HOLLYWOOD — God bless America, and how’s everybody?
The White House admitted Friday that 90,000 stimulus checks were sent out to dead people last year.
It’s worse than that.
The dead are late in reporting whether they spent their stimulus money to install solar panels or to retain teachers.
President Obama said Friday if Republicans take Congress, it’ll be hand-to-hand combat on Capitol Hill every day. House Members would love to start using their hands again.
They’re sick and tired of chewing on that No-Grope gum every day to help them kick the habit.
The Labor Department announced Friday the U.S. economy lost another 100,000 jobs last month.
Magically, the unemployment rate stayed the same. Democrats used to go to massage parlors for sex, now they go there for better economic numbers.
Obama named former Fannie Mae lobbyist Tom Donilon his National Security Adviser Friday.
He can’t destroy the Taliban with the techniques Fannie Mae used to destroy the U.S. economy.
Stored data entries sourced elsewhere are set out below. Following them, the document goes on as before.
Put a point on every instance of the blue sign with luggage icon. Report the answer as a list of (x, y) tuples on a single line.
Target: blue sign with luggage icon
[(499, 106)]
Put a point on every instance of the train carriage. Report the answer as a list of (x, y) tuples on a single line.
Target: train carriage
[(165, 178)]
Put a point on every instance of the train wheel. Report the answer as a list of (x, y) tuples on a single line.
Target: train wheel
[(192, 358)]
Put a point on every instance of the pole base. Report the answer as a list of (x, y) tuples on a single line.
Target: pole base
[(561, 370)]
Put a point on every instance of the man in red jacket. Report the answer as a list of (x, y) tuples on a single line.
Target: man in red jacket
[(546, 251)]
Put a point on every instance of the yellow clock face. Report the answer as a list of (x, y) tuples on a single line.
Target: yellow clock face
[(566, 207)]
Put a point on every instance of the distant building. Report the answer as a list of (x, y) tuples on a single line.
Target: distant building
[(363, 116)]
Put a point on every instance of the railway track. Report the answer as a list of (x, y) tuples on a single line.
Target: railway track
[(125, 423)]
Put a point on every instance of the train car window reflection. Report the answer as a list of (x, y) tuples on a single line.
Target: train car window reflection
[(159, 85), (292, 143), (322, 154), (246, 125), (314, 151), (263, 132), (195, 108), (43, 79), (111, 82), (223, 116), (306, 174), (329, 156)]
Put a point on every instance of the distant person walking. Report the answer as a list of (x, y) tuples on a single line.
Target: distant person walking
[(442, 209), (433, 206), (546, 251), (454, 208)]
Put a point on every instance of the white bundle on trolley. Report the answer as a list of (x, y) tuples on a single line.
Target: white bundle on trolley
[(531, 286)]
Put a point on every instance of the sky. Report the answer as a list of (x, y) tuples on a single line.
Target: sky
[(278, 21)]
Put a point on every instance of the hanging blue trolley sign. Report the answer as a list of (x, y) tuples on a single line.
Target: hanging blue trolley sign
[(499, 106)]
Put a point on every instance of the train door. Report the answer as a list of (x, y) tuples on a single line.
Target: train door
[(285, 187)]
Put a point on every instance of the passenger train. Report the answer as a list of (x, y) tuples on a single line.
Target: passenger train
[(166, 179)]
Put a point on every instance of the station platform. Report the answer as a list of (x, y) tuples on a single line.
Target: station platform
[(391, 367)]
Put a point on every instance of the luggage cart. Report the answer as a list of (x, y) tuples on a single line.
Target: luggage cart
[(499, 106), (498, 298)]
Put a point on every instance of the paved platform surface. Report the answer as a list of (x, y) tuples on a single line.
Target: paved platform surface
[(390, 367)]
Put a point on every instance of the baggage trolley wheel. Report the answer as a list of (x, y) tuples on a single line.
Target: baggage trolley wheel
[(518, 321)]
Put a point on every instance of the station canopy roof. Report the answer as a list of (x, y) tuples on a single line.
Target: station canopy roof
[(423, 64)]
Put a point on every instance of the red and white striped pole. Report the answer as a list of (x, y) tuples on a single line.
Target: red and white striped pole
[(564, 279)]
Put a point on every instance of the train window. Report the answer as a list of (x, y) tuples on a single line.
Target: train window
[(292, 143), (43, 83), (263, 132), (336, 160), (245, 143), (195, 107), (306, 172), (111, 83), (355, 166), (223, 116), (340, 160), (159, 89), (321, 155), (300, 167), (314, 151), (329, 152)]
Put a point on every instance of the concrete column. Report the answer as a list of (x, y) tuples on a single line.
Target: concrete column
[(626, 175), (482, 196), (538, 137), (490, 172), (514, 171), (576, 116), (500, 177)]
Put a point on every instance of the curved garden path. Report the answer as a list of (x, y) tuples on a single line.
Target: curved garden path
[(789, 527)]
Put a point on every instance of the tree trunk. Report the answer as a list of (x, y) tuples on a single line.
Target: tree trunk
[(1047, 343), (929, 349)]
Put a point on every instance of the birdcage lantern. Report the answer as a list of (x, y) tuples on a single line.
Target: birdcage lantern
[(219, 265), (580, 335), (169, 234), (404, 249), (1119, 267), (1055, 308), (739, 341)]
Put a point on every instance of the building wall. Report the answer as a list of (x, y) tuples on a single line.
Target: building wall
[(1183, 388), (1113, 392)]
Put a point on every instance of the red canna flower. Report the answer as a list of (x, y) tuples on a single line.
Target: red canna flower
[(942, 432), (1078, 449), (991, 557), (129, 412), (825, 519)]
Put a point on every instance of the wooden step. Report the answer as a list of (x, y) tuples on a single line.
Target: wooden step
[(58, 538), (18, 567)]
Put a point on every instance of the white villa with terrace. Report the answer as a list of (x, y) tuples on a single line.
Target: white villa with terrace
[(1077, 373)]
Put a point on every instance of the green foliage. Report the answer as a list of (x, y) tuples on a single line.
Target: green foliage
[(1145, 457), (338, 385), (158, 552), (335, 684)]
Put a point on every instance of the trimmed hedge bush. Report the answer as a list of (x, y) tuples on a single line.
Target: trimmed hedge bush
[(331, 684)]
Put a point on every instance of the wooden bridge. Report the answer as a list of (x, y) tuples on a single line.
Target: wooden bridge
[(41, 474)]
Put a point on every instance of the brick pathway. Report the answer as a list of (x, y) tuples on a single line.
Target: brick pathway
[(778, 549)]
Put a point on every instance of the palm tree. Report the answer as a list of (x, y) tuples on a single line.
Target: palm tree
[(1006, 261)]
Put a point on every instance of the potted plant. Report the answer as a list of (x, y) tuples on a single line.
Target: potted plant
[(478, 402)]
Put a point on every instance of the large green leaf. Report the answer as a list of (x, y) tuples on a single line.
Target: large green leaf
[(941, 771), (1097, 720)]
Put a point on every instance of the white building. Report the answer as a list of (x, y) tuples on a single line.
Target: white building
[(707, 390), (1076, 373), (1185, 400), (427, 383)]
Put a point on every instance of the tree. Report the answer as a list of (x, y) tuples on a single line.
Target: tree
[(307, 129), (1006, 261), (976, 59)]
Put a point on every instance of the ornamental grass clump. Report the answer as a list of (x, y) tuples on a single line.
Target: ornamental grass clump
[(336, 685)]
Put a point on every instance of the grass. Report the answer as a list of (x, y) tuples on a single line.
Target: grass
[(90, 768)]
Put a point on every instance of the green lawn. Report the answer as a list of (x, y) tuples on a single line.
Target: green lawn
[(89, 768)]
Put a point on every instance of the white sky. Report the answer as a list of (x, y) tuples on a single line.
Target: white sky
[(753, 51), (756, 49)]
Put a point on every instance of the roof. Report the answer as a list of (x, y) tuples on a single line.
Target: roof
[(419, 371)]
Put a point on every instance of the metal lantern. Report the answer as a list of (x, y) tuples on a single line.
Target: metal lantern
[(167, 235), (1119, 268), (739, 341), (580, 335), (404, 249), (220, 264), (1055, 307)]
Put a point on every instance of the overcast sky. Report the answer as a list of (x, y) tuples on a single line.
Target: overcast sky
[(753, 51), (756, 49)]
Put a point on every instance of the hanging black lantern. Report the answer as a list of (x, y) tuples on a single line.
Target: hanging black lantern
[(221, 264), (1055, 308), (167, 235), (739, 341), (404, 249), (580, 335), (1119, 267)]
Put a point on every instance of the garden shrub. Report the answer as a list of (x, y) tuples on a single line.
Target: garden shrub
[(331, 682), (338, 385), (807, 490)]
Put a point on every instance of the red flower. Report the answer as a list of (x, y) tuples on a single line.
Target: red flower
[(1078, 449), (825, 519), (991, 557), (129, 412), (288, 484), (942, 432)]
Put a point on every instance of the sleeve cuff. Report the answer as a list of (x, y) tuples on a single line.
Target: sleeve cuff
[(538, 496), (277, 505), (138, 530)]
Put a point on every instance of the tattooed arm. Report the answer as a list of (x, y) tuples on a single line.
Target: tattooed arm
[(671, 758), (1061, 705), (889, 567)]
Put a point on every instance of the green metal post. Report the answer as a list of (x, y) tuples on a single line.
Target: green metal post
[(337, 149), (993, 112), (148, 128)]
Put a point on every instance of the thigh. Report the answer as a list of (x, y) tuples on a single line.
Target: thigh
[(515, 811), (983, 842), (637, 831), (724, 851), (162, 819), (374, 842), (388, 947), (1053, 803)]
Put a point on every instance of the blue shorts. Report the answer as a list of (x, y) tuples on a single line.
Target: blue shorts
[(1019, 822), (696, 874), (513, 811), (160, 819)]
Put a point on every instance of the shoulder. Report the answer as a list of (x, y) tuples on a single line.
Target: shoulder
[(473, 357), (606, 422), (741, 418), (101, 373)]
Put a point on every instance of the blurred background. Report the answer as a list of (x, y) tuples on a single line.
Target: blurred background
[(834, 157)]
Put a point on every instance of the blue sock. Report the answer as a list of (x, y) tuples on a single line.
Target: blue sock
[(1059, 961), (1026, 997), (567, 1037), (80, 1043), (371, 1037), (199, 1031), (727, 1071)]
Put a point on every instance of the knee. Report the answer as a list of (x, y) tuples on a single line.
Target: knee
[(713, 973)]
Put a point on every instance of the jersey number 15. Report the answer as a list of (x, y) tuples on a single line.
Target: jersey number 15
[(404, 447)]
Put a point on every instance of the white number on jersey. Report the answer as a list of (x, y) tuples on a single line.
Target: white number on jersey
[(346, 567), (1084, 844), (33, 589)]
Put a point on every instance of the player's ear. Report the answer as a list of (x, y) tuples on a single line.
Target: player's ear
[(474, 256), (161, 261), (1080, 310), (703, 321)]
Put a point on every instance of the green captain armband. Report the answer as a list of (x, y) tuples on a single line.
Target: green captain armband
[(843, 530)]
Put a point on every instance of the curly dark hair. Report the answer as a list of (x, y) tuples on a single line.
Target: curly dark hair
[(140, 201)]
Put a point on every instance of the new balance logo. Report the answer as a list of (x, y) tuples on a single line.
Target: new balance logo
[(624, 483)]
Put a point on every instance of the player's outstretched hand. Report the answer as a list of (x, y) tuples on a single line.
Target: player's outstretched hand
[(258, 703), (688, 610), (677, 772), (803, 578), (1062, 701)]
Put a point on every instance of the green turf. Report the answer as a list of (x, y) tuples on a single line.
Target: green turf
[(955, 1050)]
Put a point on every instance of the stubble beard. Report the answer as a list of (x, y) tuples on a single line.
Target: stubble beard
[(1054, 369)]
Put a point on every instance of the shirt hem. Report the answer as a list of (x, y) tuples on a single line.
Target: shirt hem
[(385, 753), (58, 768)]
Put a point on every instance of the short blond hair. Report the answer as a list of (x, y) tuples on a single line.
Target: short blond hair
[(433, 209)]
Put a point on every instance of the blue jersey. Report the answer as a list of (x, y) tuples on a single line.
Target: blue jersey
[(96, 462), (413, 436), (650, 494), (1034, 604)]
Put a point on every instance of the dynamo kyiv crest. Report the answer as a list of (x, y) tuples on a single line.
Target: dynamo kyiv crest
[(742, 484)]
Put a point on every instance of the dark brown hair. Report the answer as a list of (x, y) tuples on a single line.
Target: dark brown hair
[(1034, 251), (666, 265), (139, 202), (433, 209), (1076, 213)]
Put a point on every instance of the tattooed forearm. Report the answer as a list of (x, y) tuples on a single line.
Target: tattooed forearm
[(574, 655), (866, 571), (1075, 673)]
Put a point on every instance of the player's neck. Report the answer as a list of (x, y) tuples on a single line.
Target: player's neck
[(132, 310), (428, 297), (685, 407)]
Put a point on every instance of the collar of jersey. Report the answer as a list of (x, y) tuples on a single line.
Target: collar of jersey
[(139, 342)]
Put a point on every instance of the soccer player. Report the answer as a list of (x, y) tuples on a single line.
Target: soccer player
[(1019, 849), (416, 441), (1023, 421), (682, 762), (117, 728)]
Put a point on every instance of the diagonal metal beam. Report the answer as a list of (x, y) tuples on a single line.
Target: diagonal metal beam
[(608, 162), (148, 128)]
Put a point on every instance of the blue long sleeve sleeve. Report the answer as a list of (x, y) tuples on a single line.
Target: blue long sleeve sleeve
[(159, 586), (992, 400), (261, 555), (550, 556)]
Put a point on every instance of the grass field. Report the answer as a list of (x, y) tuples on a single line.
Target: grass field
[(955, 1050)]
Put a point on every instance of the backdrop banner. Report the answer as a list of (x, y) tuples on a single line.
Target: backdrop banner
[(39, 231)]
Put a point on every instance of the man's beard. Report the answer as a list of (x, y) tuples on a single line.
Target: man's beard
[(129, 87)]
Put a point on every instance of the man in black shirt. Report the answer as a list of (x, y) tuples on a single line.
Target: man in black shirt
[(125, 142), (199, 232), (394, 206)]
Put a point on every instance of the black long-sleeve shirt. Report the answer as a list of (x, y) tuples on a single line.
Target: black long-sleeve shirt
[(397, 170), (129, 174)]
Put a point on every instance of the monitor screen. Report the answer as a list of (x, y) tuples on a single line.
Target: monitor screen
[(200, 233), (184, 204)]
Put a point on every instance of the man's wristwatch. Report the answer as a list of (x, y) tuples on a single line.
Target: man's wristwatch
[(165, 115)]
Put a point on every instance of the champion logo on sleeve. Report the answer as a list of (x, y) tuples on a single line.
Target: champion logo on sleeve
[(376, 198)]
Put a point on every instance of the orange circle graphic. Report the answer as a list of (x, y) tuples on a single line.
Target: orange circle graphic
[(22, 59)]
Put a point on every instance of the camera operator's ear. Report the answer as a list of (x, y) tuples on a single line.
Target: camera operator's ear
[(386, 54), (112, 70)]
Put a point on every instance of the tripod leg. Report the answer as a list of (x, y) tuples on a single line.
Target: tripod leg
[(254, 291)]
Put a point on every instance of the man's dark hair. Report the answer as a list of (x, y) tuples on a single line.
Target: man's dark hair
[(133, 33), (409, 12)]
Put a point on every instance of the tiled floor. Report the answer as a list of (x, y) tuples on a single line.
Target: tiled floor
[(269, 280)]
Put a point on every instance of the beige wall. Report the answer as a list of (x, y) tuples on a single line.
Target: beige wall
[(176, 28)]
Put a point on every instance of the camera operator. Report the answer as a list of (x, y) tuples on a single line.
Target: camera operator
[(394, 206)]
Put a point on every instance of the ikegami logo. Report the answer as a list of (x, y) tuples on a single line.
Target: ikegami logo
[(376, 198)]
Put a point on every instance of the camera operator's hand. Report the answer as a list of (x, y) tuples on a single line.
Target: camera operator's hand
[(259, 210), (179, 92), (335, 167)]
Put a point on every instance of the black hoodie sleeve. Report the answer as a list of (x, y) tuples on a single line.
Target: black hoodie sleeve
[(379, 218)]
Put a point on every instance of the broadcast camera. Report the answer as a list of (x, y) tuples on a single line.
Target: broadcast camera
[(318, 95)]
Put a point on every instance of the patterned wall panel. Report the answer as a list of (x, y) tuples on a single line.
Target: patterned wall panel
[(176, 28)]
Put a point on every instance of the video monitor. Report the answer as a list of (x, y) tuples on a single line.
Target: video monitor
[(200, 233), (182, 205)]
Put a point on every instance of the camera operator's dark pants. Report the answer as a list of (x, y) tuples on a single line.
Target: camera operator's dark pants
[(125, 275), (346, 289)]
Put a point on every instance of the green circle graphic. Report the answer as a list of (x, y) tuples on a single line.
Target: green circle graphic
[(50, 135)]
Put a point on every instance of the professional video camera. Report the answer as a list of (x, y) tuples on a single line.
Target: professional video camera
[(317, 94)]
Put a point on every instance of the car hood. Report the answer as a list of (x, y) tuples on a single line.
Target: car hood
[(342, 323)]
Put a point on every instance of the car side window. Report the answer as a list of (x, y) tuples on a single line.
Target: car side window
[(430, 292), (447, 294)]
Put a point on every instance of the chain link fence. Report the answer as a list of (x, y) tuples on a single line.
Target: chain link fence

They’ll never borrow money against their caves, that’s their security.
The Gallup Poll revealed Friday that George W. Bush has pulled into a tie with Barack Obama over who was the better president.
Bush must be sad.
Just two years ago he held the title of the worst president in history. Only Mark McGwire’s record was broken faster.
Jerry Brown’s campaign aide was caught on tape Friday calling their governor’s race opponent Meg Whitman “a whore.” Even Democrats were outraged by the put-down.
Within the hour Eliot Spitzer sent Meg Whitman a $4,000 donation just out of habit.
Judge Talmadge Littlejohn of Mississippi jailed a lawyer for two hours Thursday for refusing to join in the Pledge of Allegiance to begin the day’s session.
It’s a long-held custom. Southerners must recite the Pledge of Allegiance once a day to fulfill the terms of surrender.
Universal Studios pulled a trailer for The Dilemma showing Vince Vaughn telling a crowd that electric cars are “gay.”
There’s no hiding the truth.
Last night in San Francisco a Prius was arrested for public indecency when it locked bumpers with a Smart Car on Nob Hill.
Lou Holtz was ordered by ESPN Thursday to stop sending fund raising letters on behalf of the GOP. College football has a huge effect on politics.
Fifteen Southern states voted Republican in the last election because Obama sounds too much like Go Bama.
Swiss bankers acknowledged Friday that the world’s wealthiest investors have been buying up gold, causing gold’s price per ounce to skyrocket.
It’s gotten crazy.
Last week, tourists in Beverly Hills saw Mr. T in a pawn shop, for $600,000.